Fenerbahçe-Trabzonspor derbisi, yine bir futbol maçı olmaktan çıkıp Türkiye’nin sosyopsikolojik laboratuvarına dönüştü . Sahadaki 22 oyuncu değil, iki kişiydi sahnenin başrol oyuncuları.Orta Hakem ve Var Hakemi. Onların her kararı, bir tribünün yüreğine kor ateş, buz bıçakları sapladı VAR’ın sesi, stadyumun çığlıklarına karıştı!

Trabzonspor’un iptal edilen golü , sadece bir skor değişikliği değil, bir travmaydı. Onuachu’nun topu ağlarla buluşturduğu o an, Skriniar’a yaptığı minimal temas, VAR odasında VAR Hakemi tarafından bir cinayete kurban gidişe dönüştü.Trabzonspor taraftarının zihnine kazınan bu an, yine haksızlığa uğradık psikolojisini tetikledi. Fatih Tekke’nin puandan daha değerli şeyler kazandık sözleri , aslında mağlubiyetin ötesinde bir düzene baş kaldırış gösterisiydi. Okay Yokuşlu’nun kırmızı kartı , maçın diğer kırılma noktasıydı.

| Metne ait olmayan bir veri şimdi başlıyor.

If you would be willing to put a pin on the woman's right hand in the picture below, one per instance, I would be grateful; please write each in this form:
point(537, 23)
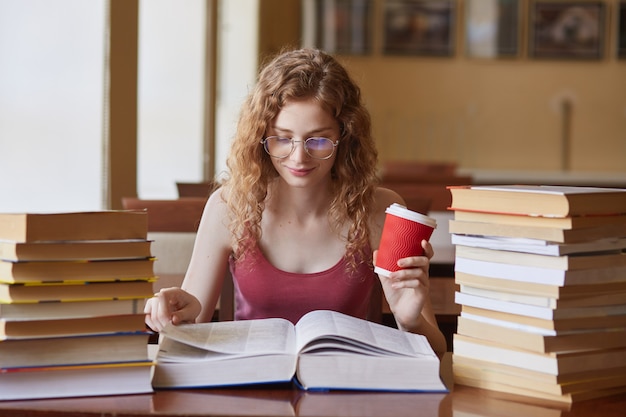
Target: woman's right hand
point(171, 305)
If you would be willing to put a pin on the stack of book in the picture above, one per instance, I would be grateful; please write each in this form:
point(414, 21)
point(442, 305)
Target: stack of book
point(541, 272)
point(72, 291)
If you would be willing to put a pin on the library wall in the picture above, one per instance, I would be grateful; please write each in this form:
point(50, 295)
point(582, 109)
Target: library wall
point(518, 113)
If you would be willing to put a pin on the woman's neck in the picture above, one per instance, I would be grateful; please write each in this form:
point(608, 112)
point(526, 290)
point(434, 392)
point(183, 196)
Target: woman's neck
point(299, 203)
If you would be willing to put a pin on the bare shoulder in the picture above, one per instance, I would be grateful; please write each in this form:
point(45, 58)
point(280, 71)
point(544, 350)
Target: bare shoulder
point(383, 198)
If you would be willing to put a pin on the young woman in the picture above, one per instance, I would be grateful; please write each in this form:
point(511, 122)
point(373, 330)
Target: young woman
point(300, 216)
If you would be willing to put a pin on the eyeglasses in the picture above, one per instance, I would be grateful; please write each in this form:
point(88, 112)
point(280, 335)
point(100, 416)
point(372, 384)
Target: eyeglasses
point(318, 148)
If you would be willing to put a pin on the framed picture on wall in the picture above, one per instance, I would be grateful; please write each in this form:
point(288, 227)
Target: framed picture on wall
point(621, 30)
point(567, 29)
point(492, 28)
point(419, 27)
point(338, 26)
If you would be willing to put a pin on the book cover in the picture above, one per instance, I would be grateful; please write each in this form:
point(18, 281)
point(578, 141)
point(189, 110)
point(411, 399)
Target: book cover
point(97, 225)
point(539, 200)
point(540, 275)
point(75, 250)
point(67, 271)
point(541, 233)
point(592, 260)
point(536, 340)
point(76, 381)
point(75, 291)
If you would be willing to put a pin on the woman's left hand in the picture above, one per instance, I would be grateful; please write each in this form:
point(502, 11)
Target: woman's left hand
point(407, 290)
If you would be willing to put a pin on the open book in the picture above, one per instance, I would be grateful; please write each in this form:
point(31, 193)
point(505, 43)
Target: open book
point(325, 350)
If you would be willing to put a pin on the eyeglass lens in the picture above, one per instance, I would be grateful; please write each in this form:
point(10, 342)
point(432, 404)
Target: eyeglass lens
point(316, 147)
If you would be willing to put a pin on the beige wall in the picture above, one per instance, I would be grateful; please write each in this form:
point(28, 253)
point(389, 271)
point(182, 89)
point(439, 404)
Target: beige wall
point(496, 114)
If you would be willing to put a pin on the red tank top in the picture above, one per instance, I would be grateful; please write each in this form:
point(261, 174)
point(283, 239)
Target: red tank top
point(262, 291)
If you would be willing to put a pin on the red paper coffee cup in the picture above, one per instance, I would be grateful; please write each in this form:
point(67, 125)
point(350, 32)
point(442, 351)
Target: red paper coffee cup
point(402, 237)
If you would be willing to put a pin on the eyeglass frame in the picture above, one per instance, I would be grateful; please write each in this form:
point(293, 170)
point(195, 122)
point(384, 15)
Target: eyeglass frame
point(293, 146)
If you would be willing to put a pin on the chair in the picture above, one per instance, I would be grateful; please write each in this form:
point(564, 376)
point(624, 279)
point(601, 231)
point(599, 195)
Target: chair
point(195, 189)
point(172, 226)
point(422, 180)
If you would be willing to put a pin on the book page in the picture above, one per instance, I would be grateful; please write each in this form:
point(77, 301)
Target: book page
point(236, 337)
point(342, 332)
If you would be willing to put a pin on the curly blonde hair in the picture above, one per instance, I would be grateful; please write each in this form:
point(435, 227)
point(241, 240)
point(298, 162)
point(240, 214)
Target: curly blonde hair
point(296, 75)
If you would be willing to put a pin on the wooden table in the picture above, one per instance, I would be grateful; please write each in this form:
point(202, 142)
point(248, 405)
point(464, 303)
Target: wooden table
point(288, 401)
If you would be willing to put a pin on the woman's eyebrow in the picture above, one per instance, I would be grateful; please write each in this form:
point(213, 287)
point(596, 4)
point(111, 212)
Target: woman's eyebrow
point(316, 131)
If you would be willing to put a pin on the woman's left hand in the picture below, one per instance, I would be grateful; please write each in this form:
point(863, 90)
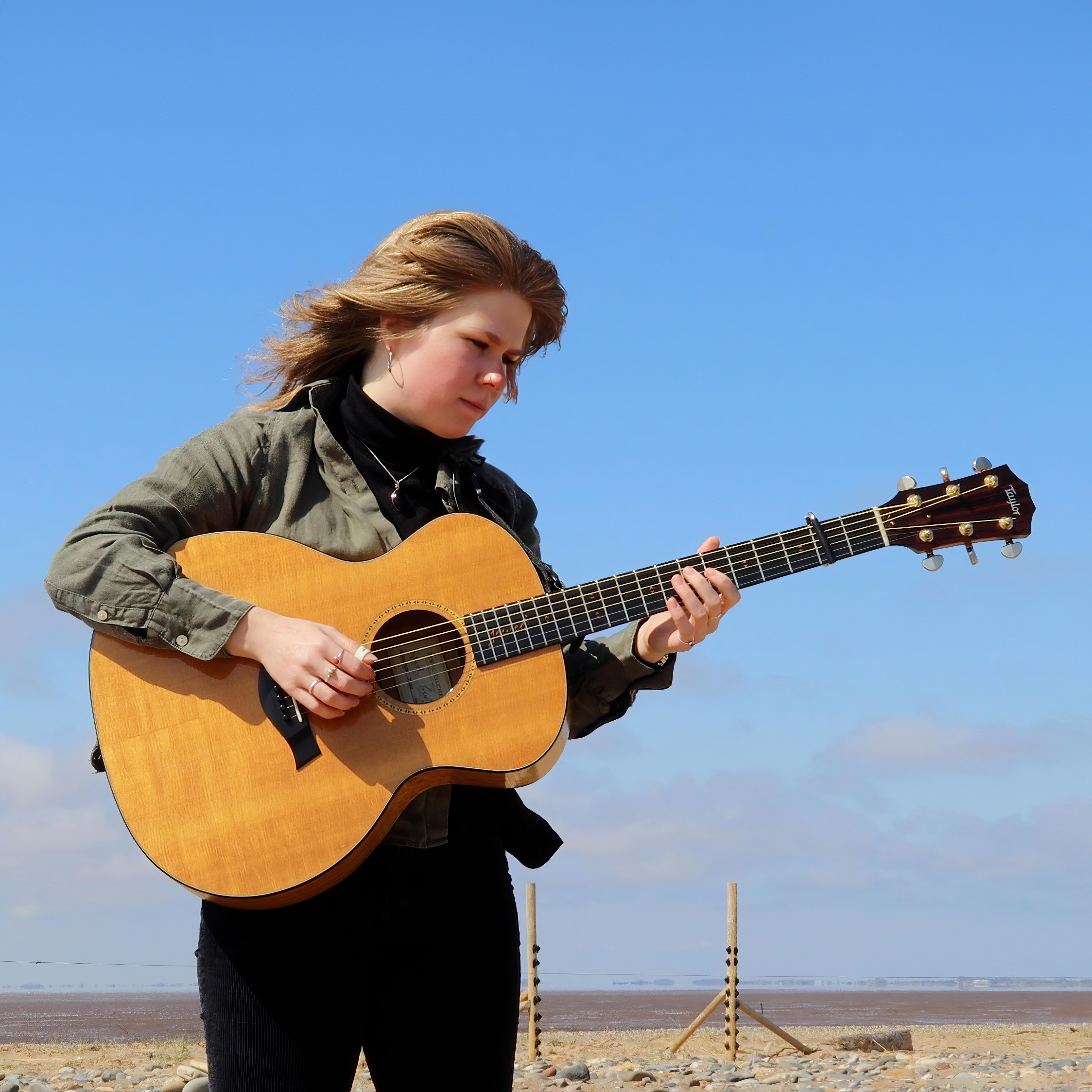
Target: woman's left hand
point(700, 602)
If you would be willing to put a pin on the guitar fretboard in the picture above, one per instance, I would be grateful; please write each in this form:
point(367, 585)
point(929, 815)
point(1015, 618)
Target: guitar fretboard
point(515, 628)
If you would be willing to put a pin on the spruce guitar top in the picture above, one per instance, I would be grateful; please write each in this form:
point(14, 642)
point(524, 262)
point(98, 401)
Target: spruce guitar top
point(229, 789)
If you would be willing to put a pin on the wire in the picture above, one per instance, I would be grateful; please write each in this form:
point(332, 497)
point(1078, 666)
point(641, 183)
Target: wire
point(63, 962)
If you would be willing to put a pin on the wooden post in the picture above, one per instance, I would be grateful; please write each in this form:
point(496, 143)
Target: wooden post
point(747, 1010)
point(533, 998)
point(758, 1018)
point(698, 1022)
point(732, 981)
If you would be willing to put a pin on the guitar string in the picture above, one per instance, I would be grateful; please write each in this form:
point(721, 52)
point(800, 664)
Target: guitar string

Trabzonspor, 19. dakikada 10 kişi kalınca, psikolojik olarak içine kapanan, savunmaya çekilen bir ekip haline geldi. Oyun ruhu, yerini bir hayatta kalma mücadelesine bıraktı. Hakem kararlarının sosyolojik etkisi, sadece stadla sınırlı kalmadı. Tüm camiaya yansıdı.Bu, bir maçın sonucuna duyulan öfkeden çok, sistemik bir yılgınlığın dışavurumuydu.Trabzonspor taraftarı hep birlikte,adil olmayan bir düzenin ilan edildiğine inanıyor.Bu kesin. Bu kaos, içten içe hakem sayesinde eleştirileriyle zirve yaptı. Türk futbolunun psikolojik kısır döngüsü burada yatıyor.Hakemler,teknik yetersizlikleri ve şuursuzluklarıyla birer günah abidesine kendilerini dönüştürüyor. Taraftar, her yanlış kararı bir komplo olarak okuyor.Oysa asıl sorun, hakemlerin adaletsiz yönetimiyle sistemin onları nasıl tükettiğinde yatıyor.

Sonuç olarak, bu maç bir kez daha gösterdi ki Türk futbolu, sahadaki mücadeleden çok, hakem kararlarının yarattığı sosyopsikolojik savaşla hatırlanacak. Futbolumuz, adil bir oyunun gerektirdiği psikolojik olgunluğa ve sosyal uzlaşıya henüz ulaşabilmiş değil. Hakemler ise bu kaosun ortasında, hem fail hem kurban rolünü oynuyor. Bu kısır döngü kırılmadıkça, her derbi bir hesaplaşma, her galibiyet bir tartışma ve her maç bir travma olarak kalmaya devam edecek.Trabzonspor bu olgudan çok daha nasiplenecek!